Introduction to VBA stomping
The clue is in the file name of output mp3 file.
It so happens that documents containing VBA code do not directly interpret the VBA code as specified in the script files. Instead, the VBA is compiled into what is known as P-Code, a stack-based assembly-like language. This P-Code is stored next to the original source code, and evaluated instead. My guess for Microsoft doing this, is that evaluating P-Code is easier and potentially faster than trying to parse the VBA code every time the macro is invoked.

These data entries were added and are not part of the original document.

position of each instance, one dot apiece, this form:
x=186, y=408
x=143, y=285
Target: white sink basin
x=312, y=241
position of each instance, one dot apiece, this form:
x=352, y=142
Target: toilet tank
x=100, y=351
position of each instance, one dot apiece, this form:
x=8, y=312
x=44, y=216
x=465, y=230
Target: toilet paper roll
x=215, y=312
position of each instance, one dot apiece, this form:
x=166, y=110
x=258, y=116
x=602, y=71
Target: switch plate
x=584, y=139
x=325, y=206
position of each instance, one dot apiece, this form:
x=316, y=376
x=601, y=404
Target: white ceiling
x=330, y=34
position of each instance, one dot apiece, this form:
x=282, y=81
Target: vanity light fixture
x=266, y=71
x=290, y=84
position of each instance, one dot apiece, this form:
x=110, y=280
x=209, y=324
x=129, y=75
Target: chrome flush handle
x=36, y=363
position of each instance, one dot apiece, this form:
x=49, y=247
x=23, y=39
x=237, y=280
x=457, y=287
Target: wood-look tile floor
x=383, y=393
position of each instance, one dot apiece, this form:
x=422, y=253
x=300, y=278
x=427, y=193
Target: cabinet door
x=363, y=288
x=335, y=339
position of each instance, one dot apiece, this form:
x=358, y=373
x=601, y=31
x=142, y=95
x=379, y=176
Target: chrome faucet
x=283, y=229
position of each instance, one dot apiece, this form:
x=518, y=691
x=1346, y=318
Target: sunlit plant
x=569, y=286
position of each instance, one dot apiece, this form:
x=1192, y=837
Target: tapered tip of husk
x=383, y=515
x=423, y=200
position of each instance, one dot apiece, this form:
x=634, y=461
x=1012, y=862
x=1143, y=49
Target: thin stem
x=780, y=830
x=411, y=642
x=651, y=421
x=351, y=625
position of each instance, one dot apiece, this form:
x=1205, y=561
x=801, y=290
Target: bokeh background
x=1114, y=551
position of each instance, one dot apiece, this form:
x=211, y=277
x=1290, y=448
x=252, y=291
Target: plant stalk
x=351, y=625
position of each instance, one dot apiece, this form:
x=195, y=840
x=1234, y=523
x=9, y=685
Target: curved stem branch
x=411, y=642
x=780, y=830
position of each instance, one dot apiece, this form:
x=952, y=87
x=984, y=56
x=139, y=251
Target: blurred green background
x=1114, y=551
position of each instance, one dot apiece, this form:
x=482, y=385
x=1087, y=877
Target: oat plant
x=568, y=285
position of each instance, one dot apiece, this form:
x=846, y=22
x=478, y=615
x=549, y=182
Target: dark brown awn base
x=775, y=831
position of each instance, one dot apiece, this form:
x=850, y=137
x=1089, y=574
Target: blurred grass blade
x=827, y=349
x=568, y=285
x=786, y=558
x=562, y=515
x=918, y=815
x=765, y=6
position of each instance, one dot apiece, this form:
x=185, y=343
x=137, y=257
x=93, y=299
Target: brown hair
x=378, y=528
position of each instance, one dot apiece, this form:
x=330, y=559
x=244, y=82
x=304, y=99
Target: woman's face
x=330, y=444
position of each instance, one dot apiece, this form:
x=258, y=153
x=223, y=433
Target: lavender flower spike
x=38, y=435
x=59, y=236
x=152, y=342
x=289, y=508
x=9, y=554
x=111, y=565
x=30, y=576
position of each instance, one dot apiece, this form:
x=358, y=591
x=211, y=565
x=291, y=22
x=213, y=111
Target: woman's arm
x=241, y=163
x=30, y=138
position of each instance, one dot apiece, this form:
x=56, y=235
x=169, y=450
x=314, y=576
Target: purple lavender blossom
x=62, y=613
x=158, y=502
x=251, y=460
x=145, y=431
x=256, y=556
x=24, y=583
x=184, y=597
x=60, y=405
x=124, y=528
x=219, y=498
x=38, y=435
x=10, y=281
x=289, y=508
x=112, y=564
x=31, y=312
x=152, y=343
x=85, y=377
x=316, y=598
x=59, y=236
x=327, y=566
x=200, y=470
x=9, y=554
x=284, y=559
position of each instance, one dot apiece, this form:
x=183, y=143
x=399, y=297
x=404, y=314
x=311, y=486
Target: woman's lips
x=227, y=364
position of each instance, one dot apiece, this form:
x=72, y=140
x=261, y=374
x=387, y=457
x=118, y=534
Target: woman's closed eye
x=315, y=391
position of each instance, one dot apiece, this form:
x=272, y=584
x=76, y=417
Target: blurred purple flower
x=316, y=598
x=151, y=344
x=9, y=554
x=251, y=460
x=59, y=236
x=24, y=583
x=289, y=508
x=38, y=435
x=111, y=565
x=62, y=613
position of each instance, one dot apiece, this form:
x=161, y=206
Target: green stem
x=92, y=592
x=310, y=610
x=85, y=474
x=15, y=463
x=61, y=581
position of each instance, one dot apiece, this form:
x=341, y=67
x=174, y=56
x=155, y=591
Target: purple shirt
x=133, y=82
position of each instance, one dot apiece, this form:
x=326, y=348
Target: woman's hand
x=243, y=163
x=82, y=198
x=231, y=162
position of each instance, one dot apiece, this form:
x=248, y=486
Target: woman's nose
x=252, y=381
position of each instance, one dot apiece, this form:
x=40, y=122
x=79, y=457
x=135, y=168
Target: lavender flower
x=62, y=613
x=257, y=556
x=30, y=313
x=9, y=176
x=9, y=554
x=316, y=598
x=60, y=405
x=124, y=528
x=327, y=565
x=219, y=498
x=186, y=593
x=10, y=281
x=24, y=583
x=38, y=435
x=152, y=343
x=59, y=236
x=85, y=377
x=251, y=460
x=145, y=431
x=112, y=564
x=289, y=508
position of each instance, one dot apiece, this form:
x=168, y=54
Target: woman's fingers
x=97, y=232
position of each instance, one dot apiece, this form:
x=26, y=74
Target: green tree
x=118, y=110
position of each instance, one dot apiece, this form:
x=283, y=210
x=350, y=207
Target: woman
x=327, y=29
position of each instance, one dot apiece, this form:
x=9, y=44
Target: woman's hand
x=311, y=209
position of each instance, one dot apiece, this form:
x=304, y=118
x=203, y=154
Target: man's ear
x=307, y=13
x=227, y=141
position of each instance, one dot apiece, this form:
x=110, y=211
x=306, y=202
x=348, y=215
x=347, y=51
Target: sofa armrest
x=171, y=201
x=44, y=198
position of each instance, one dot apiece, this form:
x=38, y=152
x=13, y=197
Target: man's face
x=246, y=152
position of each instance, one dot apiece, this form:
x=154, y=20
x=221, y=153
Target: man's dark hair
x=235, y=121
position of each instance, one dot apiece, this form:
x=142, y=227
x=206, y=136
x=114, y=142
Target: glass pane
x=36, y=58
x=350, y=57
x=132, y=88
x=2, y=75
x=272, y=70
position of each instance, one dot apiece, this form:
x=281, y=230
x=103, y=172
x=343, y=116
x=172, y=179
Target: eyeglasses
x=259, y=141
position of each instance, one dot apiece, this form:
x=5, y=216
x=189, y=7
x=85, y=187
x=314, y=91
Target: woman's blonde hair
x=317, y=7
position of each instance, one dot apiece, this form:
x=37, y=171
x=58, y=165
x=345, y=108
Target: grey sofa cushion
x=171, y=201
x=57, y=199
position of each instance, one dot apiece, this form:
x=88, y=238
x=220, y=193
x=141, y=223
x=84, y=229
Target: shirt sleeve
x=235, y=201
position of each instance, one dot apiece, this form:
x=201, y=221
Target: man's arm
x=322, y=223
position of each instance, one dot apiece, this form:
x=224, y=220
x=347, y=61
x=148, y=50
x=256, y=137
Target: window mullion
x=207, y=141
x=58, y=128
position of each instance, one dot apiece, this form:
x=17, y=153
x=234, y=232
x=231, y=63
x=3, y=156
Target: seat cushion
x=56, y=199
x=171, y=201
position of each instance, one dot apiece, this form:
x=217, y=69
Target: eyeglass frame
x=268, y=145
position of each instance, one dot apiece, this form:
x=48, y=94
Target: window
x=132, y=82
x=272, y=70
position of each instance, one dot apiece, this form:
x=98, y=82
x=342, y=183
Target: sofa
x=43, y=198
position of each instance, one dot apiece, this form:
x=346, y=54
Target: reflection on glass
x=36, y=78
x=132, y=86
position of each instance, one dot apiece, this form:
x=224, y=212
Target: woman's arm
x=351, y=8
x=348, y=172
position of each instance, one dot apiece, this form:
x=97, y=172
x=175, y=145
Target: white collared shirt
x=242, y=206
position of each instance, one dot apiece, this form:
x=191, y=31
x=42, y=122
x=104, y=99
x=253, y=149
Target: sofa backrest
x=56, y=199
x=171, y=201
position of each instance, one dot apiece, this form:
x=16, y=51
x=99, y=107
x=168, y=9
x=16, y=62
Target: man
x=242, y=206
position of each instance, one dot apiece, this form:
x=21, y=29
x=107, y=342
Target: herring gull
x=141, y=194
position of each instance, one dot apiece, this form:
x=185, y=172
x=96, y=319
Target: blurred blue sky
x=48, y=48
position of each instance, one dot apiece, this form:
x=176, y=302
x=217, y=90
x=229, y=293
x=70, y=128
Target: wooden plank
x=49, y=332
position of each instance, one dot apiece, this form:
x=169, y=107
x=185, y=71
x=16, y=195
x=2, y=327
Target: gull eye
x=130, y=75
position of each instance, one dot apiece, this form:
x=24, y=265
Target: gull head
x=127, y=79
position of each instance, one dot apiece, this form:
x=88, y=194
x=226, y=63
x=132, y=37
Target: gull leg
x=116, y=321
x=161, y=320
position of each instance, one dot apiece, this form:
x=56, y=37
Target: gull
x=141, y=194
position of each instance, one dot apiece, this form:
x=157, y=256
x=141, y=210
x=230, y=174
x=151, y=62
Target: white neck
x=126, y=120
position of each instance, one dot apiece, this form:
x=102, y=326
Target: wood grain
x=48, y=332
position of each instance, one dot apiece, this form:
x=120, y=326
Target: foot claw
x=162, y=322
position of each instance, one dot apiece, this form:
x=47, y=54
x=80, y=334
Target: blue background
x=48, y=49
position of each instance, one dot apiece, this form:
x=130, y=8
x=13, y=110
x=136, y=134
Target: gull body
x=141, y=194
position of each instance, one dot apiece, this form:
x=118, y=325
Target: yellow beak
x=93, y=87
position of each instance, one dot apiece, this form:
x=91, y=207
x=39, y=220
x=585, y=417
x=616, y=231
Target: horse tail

The problem with this is, when Excel notices that some P-Code exists in the file, it will execute this code, without compiling the original source first. This happens even if the P-Code does not match the original code. An attacker could therefore construct a malicious document, by compiling a VBA script to P-Code, and removing or replacing the original VBA code in the document with something completely different. This effectively hides the true program that is executed from the GUI editor that is built into Office products. This technique is also called VBA stomping, which was referred to in the name of the mp3 file.
Finding the real program
Luckily, there are various tools to deal with stomped VBA documents and sheets. One of them is oletools, which can be found here. Running the olevba script on report.xls, confirms that the file is indeed stomped:
$ olevba report.xls ... +----------+--------------------+---------------------------------------------+ |Type |Keyword |Description | +----------+--------------------+---------------------------------------------+ |AutoExec |Auto_Open |Runs when the Excel Workbook is opened | |AutoExec |Workbook_Open |Runs when the Excel Workbook is opened | |Suspicious|CreateObject |May create an OLE object | |Suspicious|Environ |May read system environment variables | |Suspicious|Write |May write to a file (if combined with Open) | |Suspicious|Put |May write to a file (if combined with Open) | |Suspicious|Open |May open a file | |Suspicious|Lib |May run code from a DLL | |Suspicious|Chr |May attempt to obfuscate specific strings | | | |(use option --deobf to deobfuscate) | |Suspicious|Xor |May attempt to obfuscate specific strings | | | |(use option --deobf to deobfuscate) | |Suspicious|Binary |May read or write a binary file (if combined | | | |with Open) | |Suspicious|Hex Strings |Hex-encoded strings were detected, may be | | | |used to obfuscate strings (option --decode to| | | |see all) | |IOC |wininet.dll |Executable file name | |IOC |winmm.dll |Executable file name | |Suspicious|VBA Stomping |VBA Stomping was detected: the VBA source | | | |code and P-code are different, this may have | | | |been used to hide malicious code | +----------+--------------------+---------------------------------------------+
While olevba is able to dump the actual P-Code that is
run, P-Code is harder to read than normal VBA. Fortunately, there is
another tool called pcode2code, which is able to decompile it back to normal VBA code. Feeding report.xls to pcode2code gives us an output similar to the one provided in ActualCode.vb.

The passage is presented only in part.